I am going to be baking my DD wedding cake (plain vanilla) and groom's cake (dark chocolate) as well as dessert for the rehearsal dinner (TBA) in June. The wedding will be held in Kelowna, British Columbia. I am wondering if any of you who live in the Okanagan can advise whether I'm going to need to adjust my recipes to account for the elevation or whether my recipes will be ok as they are. Since I will be driving up there, I could conceivably bake here in Manitoba, freeze, and take them with me in coolers with dry ice, then decorate them there. If I do the latter option should I also prep my fondant, fillings and buttercream here and carry them with me?

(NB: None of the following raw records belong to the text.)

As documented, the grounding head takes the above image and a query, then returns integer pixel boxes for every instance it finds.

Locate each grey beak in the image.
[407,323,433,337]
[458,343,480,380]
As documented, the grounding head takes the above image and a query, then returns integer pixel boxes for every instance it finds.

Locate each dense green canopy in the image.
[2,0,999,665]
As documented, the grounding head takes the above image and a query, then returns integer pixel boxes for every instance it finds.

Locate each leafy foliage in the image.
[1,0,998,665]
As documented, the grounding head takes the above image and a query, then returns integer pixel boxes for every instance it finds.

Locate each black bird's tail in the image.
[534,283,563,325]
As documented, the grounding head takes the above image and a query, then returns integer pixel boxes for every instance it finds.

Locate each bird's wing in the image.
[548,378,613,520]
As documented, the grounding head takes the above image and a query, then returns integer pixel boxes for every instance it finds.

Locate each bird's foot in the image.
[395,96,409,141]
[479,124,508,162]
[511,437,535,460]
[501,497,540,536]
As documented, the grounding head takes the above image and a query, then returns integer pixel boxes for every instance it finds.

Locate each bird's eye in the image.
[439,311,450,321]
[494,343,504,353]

Any and all advice will be greatly appreciated. TIA
I can tell you from experience that you'll be MUCH better off to bake at home and take everything with you. I went to NY and made my DD's wedding cake in her small apartment. Not a good idea. If you make as much as possible ahead of time, your time with your DD will be much less stressful and you'll all be happier.

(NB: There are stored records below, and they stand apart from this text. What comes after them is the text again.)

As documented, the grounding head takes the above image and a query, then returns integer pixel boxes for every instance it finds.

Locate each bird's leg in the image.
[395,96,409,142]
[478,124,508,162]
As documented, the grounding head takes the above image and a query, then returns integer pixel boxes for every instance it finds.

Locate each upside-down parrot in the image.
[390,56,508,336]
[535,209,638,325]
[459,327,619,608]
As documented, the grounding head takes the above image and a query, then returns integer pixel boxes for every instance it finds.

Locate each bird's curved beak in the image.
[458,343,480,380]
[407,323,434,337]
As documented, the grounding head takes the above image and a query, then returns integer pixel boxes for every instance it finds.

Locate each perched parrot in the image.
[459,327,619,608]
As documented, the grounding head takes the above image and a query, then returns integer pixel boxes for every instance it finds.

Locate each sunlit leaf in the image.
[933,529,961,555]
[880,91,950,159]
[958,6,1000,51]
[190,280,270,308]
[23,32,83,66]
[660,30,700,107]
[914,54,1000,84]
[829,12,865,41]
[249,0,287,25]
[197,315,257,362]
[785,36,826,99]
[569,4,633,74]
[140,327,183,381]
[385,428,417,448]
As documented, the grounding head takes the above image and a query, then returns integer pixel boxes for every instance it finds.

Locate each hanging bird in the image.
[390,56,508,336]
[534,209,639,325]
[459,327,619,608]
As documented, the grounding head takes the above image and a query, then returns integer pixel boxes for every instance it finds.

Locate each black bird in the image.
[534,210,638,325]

At 1129 feet above sea level, I can't imagine you should have any problems, usually high altitude adjustments begin at about 3000 feet above sea level. Now, if you are going down a lot in elevation, then you may need to make adjustments.

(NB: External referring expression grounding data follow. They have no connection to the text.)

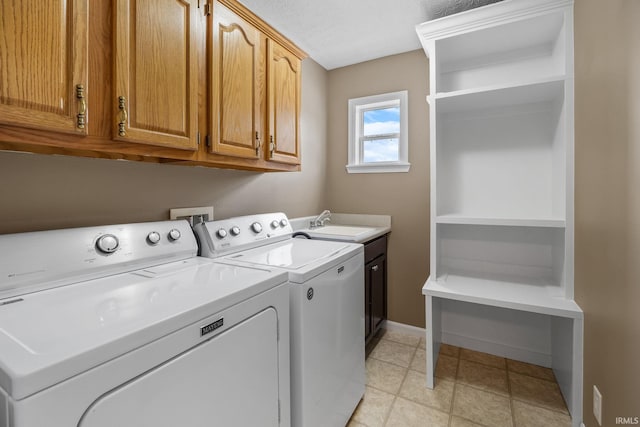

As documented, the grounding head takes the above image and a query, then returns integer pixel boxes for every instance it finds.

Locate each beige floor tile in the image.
[507,359,556,382]
[366,358,407,394]
[410,347,426,374]
[419,336,426,349]
[399,370,454,412]
[385,397,450,427]
[459,348,506,369]
[457,359,509,396]
[509,372,569,414]
[350,386,395,427]
[452,384,513,427]
[360,339,571,427]
[450,416,487,427]
[440,343,461,357]
[512,400,572,427]
[369,339,416,368]
[435,354,458,380]
[382,329,421,347]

jgifford, thanks for your perspective. I will probably take your advice, if only because it means I won't have to carry as much equipment with the attendant chance of loss/breakage. I had always planned to do the decorations and stands in advance, and I can see the benefit of only having to put it all together once I'm there. Again, thanks.
Spooky_789, thanks for the info.
i cannot find it right now, but I know there is a baking (maybe cooking too) blogger who lives in CO and so bakes at altitude. And maybe not just in Denver but the real higher elevations in the mountains.
Maybe just google baking cakes at altitude and see what comes up.